国民党の集票マシンがつねに機能しているため、いかに連勝文という不人気な二世(彼は連戦国民党名誉主席の息子)でも、当選は堅いと見られてきた。

ところが事前のムードは対立候補無所属の何哲文がかなりの差を付けてリードしていることが事前世論調査で判明している。

何は医者、無所属だが、民進党が支援しており、先月、東京で開催された講演会でも数百人の支持者があつまって気勢を挙げた。
日本に暮らす台湾籍の人々も投票日には帰国して投票する(台湾は不在者投票も、外地での投票もない)。

▼連戦の息子、おもわぬ不人気に焦り

焦る国民党は29日、蒋介石親子の眠る御廟に詣でて、必勝を近く。
連勝文は、桃園県の慈湖にある蒋介石親子の墓地に花輪を捧げ、「軍人恩給の増加(毎月二万元を二万五千元とする)する」などを訴えた。
たまたま慈湖に観光で来ていたツーリストは中国大陸からで、「連勝文、頑張れ」を激励されたそうな。
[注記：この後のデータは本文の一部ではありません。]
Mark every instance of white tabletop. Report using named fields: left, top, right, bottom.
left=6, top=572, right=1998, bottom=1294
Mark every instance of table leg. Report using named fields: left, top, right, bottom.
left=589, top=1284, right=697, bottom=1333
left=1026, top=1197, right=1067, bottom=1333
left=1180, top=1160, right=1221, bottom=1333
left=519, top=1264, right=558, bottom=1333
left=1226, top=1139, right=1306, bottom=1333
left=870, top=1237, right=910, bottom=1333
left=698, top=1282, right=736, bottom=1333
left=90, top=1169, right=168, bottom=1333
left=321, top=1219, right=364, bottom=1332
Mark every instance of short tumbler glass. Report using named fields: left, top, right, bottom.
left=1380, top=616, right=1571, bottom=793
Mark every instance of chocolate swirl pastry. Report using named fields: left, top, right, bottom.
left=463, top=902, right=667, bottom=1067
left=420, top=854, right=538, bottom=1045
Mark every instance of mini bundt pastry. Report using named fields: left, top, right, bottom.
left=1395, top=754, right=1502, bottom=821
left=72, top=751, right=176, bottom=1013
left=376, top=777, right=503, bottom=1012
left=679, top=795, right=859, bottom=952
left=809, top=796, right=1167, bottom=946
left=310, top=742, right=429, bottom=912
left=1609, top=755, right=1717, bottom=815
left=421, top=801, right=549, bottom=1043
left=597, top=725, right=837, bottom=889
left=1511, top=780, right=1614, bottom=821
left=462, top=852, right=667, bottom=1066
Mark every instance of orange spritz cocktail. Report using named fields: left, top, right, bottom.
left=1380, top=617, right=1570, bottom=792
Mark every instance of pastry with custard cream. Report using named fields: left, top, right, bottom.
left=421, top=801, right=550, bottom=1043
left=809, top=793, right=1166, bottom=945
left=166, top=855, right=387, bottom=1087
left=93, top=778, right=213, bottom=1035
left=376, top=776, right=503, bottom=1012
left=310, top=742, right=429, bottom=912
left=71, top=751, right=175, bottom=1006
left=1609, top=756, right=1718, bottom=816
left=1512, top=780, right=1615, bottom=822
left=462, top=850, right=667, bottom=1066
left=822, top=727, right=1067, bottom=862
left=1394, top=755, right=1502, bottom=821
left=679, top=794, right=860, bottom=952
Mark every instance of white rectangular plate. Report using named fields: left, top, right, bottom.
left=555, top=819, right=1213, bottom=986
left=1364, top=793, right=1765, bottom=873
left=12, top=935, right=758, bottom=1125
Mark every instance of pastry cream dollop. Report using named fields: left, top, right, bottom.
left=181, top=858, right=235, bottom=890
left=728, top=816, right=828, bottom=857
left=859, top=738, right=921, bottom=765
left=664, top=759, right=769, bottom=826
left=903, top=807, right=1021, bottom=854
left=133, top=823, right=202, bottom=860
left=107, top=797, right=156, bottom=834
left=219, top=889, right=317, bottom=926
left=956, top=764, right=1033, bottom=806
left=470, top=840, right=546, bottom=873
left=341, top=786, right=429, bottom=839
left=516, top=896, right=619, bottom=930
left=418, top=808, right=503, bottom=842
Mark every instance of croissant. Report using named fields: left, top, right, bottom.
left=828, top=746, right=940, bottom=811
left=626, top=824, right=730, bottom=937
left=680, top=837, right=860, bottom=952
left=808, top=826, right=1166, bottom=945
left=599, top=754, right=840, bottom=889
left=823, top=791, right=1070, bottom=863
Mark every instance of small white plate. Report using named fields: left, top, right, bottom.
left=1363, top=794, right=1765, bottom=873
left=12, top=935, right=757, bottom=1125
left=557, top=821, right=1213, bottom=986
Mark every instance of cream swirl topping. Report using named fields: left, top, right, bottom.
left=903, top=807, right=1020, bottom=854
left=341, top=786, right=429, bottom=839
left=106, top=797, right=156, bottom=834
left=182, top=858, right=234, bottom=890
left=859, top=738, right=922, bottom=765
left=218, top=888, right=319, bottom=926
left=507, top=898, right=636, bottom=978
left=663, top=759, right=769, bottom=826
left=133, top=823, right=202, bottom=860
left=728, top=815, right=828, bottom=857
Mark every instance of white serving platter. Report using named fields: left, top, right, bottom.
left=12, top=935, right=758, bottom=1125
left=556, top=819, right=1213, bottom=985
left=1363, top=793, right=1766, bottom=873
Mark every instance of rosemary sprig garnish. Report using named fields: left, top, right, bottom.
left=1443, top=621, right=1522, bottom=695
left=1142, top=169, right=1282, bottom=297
アメリカン・エンタプライズ研究所(AEI)のミカエル・マズザ研究員の調査では、いまや台湾と香港で「わたしは中国人だ」と認識する国民が激減しており、「香港と台湾が中国の一部だ」という考え方をアナクロニズムと答える(台北タイムズ、10月30日)。

ちなみに台湾での世論調査では「わたしは台湾人」とする回答が60・4%、「中国人であり台湾人である」とするのが32・7%、そして「わたしは中国人だ」と答えたのは僅か3・5%だった。

世界が懼れる中国共産党に真っ正面から戦いを挑んだ香港の学生の、物怖じを知らない世代の出現は、「ひまわり学生運動」として先輩でもある台湾学生に共通した傾向である。

こうした若者等の新しい運動形態が、国民党有利という世論を変えたとみて差し支えないのではないか。